Robbinsdale’s The Birdhouse Eat & Drink Doesn’t Qualify for COVID-19 Grants, Crowdsourcing Raises $15K
For nearly five months, Robbinsdale’s newest restaurant, The Birdhouse Eat & Drink, has satisfied the hunger of people craving American comfort food.
“French fries fly out the door. French fries and tots,” said Nell Currey Dykhuis, owner of The Birdhouse.
“They have really good fries. Sweet potato fries. Regular fries. That’s what I like,” said Olivia Adams, a customer from Robbinsdale.
Fries are always a classic, but you also can’t go wrong with one of The Birdhouse burgers.
“We had it last week and my dad was just raving over the burger,” said Carrie Adams, another Robbinsdale customer.
Hearing a compliment like that is music to the ears of The Birdhouse’s staff members.
“I like burgers so I just always really wanted to make sure we had some good burgers on the menu,” Currey Dykhuis said. “I would say we sell a lot of Juicy Lucys.”
Since opening Aug. 3, the family-owned restaurant along West Broadway has become a fan favorite of people in the neighborhood.
“Just trying to support the local shops in Robbinsdale,” Carrie Adams said. “We’ve been hearing a lot on social media about Birdhouse and wanted to come in and give them as much money as we can, spread the wealth around.”
Struggling to stay open
It’s a sentiment that means a lot to the owners of The Birdhouse, who’ve discovered that even with delicious offerings on the menu, opening a restaurant in the middle of a pandemic has been challenging.
“Because we’ve never been able to operate at full capacity to date, that has been really hard for us to try to cover the big construction costs that we put into it and just kind of get on our feet,” Currey Dykhuis said.
And because The Birdhouse wasn’t open when COVID-19 first hit, she says they didn’t qualify for the small business relief programs offered by Hennepin County.

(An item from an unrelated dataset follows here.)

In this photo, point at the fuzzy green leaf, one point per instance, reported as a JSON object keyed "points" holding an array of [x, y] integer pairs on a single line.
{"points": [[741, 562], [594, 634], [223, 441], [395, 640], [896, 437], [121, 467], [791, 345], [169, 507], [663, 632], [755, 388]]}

So to prevent the restaurant from closing, The Birdhouse launched a GoFundMe page just before Christmas to ask for help.
“It’s not what somebody wants to do, is to have to ask for help or ask for donations,” Currey Dykhuis said. “I don’t think we ever expected to be in this position, however, we are at a point that it’s necessary in order for us to stay open.”
For now, The Birdhouse will continue serving takeout orders for the loyal customer base they’ve amassed in these few short months, with the hope that 2021 has brighter days ahead.
“They’ve shown on social media that they’re in ‘Birdtown’ for the long haul, and we’d like to help them with that,” Carrie Adams said.